BRMS: Priors in multi-variate hierarchical models

Heya,
I am trying to fit a multivariate (multiple-outcome) hierarchical model in brms.
The data and most of the code was taken from:

https://cran.r-project.org/web/packages/brms/vignettes/brms_multivariate.html#more-complex-multivariate-models

I just created random binary data for y1, y2. Wish to test this model before using my data.

I am having a hard time figuring out how to set priors - apparently something is wrong with the correspondence between prior and variables. I have checked out get_priors(), however the error persists even when including all possible “class”, “coef” and “group” arguments.

ERROR:
The following priors do not correspond to any model parameter:
sd ~ normal(0, 1)
b_hatchdate ~ normal(0, 1.5)
b_good_food_share ~ normal(0, 1.5)
b_sexMale ~ normal(0, 1.5)
b_sexUNK ~ normal(0, 1.5)
sd_fosternest__good_food_share ~ exponential(1)

CODE:

priors <- c(
  # Priors for fixed effects (intercept and slopes)
  prior_string("normal(0, 1)", class = "Intercept"),
  prior_string("normal(0, 1)", class = "sd"),
  
  prior_string("normal(0, 1.5)", class = "b",coef="hatchdate"),#numeric
  prior_string("normal(0, 1.5)", class = "b",coef="good_food_share"),#numeric
  prior_string("normal(0, 1.5)", class = "b",coef="sexMale"),#factor
  prior_string("normal(0, 1.5)", class = "b",coef="sexUNK"),#factor
  
  
  # Priors for random effects (variance of random intercepts and slopes)
  prior_string("exponential(1)", class = "sd", group = "fosternest"),  # Random intercept
  prior_string("exponential(1)", class = "sd", group = "fosternest", coef = "good_food_share"),  # Random slope for good_food_share
  
  # Prior for correlation between random intercept and random slope
  prior_string("lkj(2)", class = "L", group = "fosternest")
)

model = brm(mvbind(y1,y2)~sex+hatchdate+good_food_share+(1+good_food_share|p|fosternest), 
            data = data, 
            family = bernoulli(link = "logit"),
            prior = priors,
            cores=getOption("mc.cores", 4), 
            iter=1000)

Checking out this paper by @paul.bruecker (https://arxiv.org/pdf/1905.09501)
something like this:

prior = set_prior("normal(0, 3)", class = "b") +
set_prior("normal(2, 3)", class = "b", coef = "item1")

should be possible.

Would really appreciate a pointer to solve this!
Thanks

Hi, @Alessiolo and welcome to the Stan forums.
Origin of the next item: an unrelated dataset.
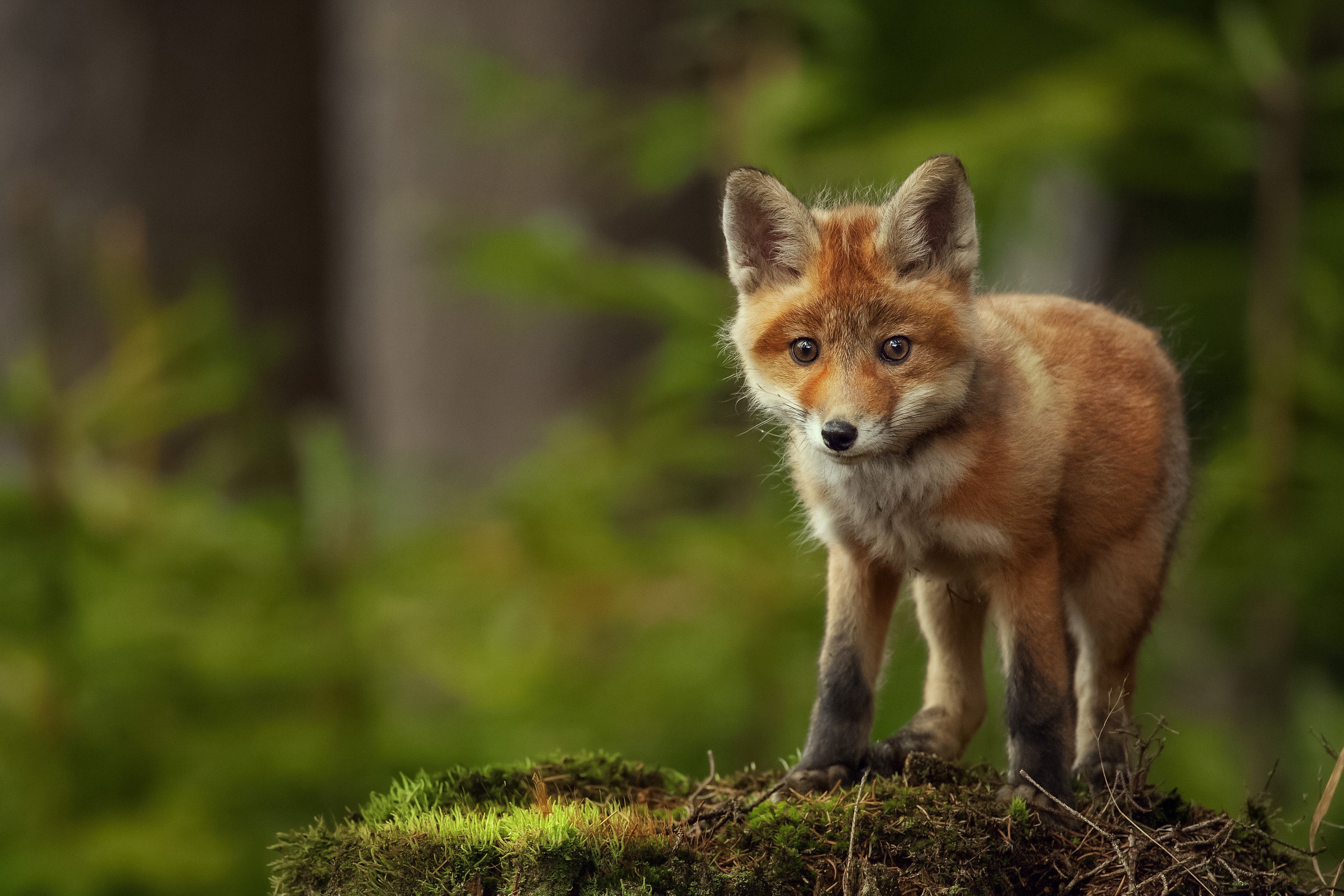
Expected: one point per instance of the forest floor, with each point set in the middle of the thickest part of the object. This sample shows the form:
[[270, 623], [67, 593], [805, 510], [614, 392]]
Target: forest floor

Sorry that nobody answered this yet, despite giving us all the info we needed. I’m afraid I don’t know brms, so I can’t even decode what good_food_share|p|fosternest means, even after looking at @paul.buerkner’s vignette (I’ve never learned brms and Paul’s vignette assumes you already know the expression syntax).

My general advice is to start with the simplest thing that works, then add one thing at a time to see where things go wrong—it’s usually a lot easier than trying to write your final product and getting a lot of interacting errors.

You need to replace terms like

prior_string("normal(0, 1.5)", class = "b",coef="hatchdate")

with terms like

prior_string("normal(0, 1.5)", class = "b",coef="hatchdate", resp = "y1") # (or resp = "y2")

In the multivariate response setting, you need to specify which element of the response the prior is meant to apply to.

2 Likes

I cannot see the OP currently as I cannot access the discourse forums right now. The syntax good_food_share|p|fosternest, specifically, the inner |p| is described in more detail in my second brms paper: https://arxiv.org/abs/1705.11123

As for the rest, I have to wait until I can access the forums again.

Thank you all for your replies!

I have marked the correct solution from @jsocolar - for multivariate models its indeed necessary to define both response variable as well as class and coefficient.

Ive been working on a research project using multivariate correlated binary responses, which is somewhat different from @paul.buerkner s example mentioned above, mainly due to the GLM.

Residual correlations are not a thing here and for some reason I get no “significant” posterior correlations on my intercepts, although responses are univariate correlated.

Trying to wrap my head around this class of models and experimenting a lot - really interesting stuff!

Thank you for the responses, might make the code for my publication open access and will then link my workflow here.